PRNT results underlined that, in the age range studied (24–65 yrs), no significant differences were identified on considering age, although a slight decrease of the titer was visible, especially in the case of PRNT₉₀ (Fig. 1). Likewise, no gender differences were identified after 28 days following the first inoculum, while PRNT₅₀ titers marginally differed at t₁₂, and positive titers (≥1:20) were 37/120 (30.1%) for females and 6/54 (11.1%) for males, although titers for both groups were mainly in the range 1:20 – 1:160. These results are in agreement with our previous findings on PRNT₅₀ in SARS-CoV-2 convalescent individuals [16]. The effect of age and gender are still a controversial issue. Recently, Israel and colleagues reported that antibody titers decreased with older age, chronic renal disease, underweight and solid malignancy, while they are increased in females [18], but further studies should be performed to confirm these data.

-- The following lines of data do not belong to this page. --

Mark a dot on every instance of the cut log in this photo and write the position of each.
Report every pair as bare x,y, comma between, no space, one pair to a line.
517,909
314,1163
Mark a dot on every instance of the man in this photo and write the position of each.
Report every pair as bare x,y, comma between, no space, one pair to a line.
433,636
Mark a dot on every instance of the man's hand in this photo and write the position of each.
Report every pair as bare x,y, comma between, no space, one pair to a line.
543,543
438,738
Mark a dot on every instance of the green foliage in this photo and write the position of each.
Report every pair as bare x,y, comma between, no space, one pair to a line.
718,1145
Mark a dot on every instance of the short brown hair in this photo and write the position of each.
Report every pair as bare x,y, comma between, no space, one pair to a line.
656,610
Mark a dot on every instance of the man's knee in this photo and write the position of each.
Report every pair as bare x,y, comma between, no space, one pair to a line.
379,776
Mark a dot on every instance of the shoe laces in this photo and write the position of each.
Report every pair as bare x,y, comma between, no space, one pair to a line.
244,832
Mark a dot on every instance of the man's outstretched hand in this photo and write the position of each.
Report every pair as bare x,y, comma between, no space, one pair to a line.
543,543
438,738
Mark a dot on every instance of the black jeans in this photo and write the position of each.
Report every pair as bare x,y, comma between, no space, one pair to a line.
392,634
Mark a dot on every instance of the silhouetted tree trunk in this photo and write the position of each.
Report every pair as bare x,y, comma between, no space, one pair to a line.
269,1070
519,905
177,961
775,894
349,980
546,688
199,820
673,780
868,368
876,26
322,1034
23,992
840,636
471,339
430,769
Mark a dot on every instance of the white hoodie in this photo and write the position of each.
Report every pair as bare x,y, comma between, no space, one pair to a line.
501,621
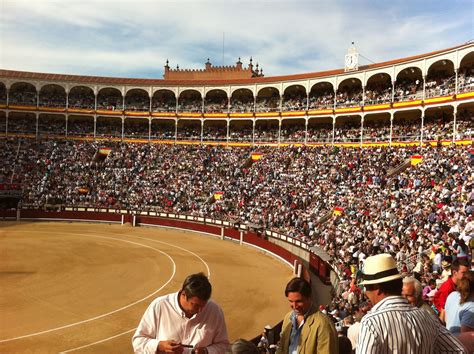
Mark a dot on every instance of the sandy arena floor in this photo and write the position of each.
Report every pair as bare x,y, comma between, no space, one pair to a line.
82,288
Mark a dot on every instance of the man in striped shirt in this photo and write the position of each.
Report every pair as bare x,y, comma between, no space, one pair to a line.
393,325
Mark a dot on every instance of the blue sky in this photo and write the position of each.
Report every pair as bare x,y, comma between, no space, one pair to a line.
134,38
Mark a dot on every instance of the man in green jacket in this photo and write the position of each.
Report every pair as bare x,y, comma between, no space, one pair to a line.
305,329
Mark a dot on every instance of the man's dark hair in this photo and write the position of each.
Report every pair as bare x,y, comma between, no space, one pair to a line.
393,287
197,285
298,285
457,263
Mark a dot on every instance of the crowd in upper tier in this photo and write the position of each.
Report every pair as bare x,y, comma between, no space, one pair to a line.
439,126
422,214
321,97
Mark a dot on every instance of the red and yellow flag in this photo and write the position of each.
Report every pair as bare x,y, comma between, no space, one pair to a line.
416,159
337,211
105,151
256,156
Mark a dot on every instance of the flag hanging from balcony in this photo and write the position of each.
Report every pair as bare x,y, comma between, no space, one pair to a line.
105,151
256,156
416,159
337,211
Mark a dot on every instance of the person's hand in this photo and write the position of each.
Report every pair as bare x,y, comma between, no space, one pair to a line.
169,346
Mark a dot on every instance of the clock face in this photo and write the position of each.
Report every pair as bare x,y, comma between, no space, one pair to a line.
351,61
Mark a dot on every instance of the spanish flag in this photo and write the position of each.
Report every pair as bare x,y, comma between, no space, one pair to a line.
256,156
337,211
416,159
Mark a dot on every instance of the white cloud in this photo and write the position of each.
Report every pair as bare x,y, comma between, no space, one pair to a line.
125,38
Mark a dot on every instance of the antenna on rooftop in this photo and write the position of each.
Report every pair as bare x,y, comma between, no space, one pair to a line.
223,46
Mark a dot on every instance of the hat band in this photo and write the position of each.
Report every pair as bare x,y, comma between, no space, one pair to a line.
380,275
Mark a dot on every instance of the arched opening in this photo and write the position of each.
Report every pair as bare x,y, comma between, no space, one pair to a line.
347,129
190,101
241,130
409,85
3,123
137,100
466,74
242,101
268,100
80,126
110,99
215,130
406,126
22,94
266,130
189,129
293,130
216,101
81,97
294,98
349,93
378,89
440,80
321,96
52,96
320,130
110,127
163,101
162,129
376,128
136,128
52,124
3,93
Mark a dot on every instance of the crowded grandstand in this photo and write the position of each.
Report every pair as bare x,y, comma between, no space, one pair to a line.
354,163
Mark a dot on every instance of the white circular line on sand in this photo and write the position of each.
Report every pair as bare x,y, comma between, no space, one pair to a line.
108,313
133,329
181,248
98,342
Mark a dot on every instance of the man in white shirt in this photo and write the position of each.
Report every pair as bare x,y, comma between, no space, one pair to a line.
183,322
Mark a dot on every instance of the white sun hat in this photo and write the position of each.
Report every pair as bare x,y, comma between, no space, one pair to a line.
380,269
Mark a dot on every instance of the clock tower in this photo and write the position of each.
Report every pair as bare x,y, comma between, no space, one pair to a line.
351,62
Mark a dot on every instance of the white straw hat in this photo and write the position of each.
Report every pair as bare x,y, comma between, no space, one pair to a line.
380,269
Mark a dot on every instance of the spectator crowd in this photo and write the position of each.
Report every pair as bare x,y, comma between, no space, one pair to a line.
423,215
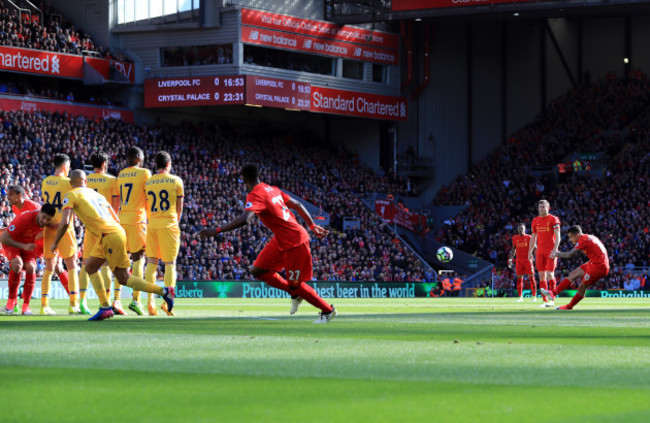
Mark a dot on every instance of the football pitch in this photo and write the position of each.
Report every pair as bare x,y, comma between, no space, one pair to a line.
246,360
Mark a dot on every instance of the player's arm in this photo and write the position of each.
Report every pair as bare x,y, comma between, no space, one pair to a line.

SARS-CoV-2 immune protection related to antibody-mediated viral neutralization is considered of utmost importance, and an efficacy of up to 92% has been attributed to a single dose of Comirnaty/BNT162b2 and Moderna vaccine after 14 days from inoculum [8]. However, in the present study PRNT₅₀ and PRNT₉₀ results underline that 12 days after the first dose, NAb production is weak, although the response improves after second vaccination, both in terms of the total number of seropositive individuals and of NAb titers (Fig. 2). These results agree with findings from Trougakos et al. and Pratesi et al., obtained using a different analytical method, not measuring PRNT titers [9], [19]. Interestingly, since all CLIA assays were able to detect a significant increase in Ab titers after 12 days, the data reported support the hypothesis that early-produced humoral immune response is sustained by heterogeneous Ab types recognizing various RBD epitopes of the Spike protein, being only marginally efficient in neutralizing viral entry to the cells. Based on these data, it appears reasonable to suggest that these early produced heterogenous Ab, in addition to cell mediated immune response, might be able to induce the protection described in vaccine efficacy studies (by Fc-mediated effector functions including antibody-dependent phagocytosis, antibody-dependent cellular cytotoxicity and antibody- dependent natural killer cell activation) [8], [20].

A relevant issue compromising consensus over anti-SARS-CoV-2 Ab determination with CLIA commercial assays, is that results obtained using the different test systems are not completely interchangeable, even when converted to BAU per milliliter. In this study, rather than comparing CLIA methods, we evaluated five different commercially available assays with respect to PRNT₅₀ and PRNT₉₀ titers (Table 1). Liaison anti-SARS-CoV-2 Trimeric-S IgG, Maglumi anti-SARS-CoV-2 S-RBD IgG and Elecsys anti-SARS-CoV-2 S-RBD presented a similar pattern of results at t₁₂ and t₂₈ (Fig. 2). However, quite different scales of values are appreciable among assays, even if all methods reported results in kBAU/L. The same pattern among all the assays is indicated in Fig. 3, and Fig. 4, which reports the pairwise comparison between PRNT₅₀ and PRNT₉₀ titers. Fig. 3 and Table 2 also show that NAb Maglumi has a greater correlation with PRNT₅₀ than other CLIA assays, also demonstrating a wide dynamic range of results. Differently, Fig. 4 shows that CLIA assays can produce discordant results, particularly when predicting negative PRNT₅₀ results (PRNT₅₀ < 20). This fact supports the hypothesis that, already at t₂₈ and at least for some subjects, Comirnaty/BNT162b2 elicits discrete Ab production, while these immunoglobulins do not exert SARS-CoV-2 neutralization activity.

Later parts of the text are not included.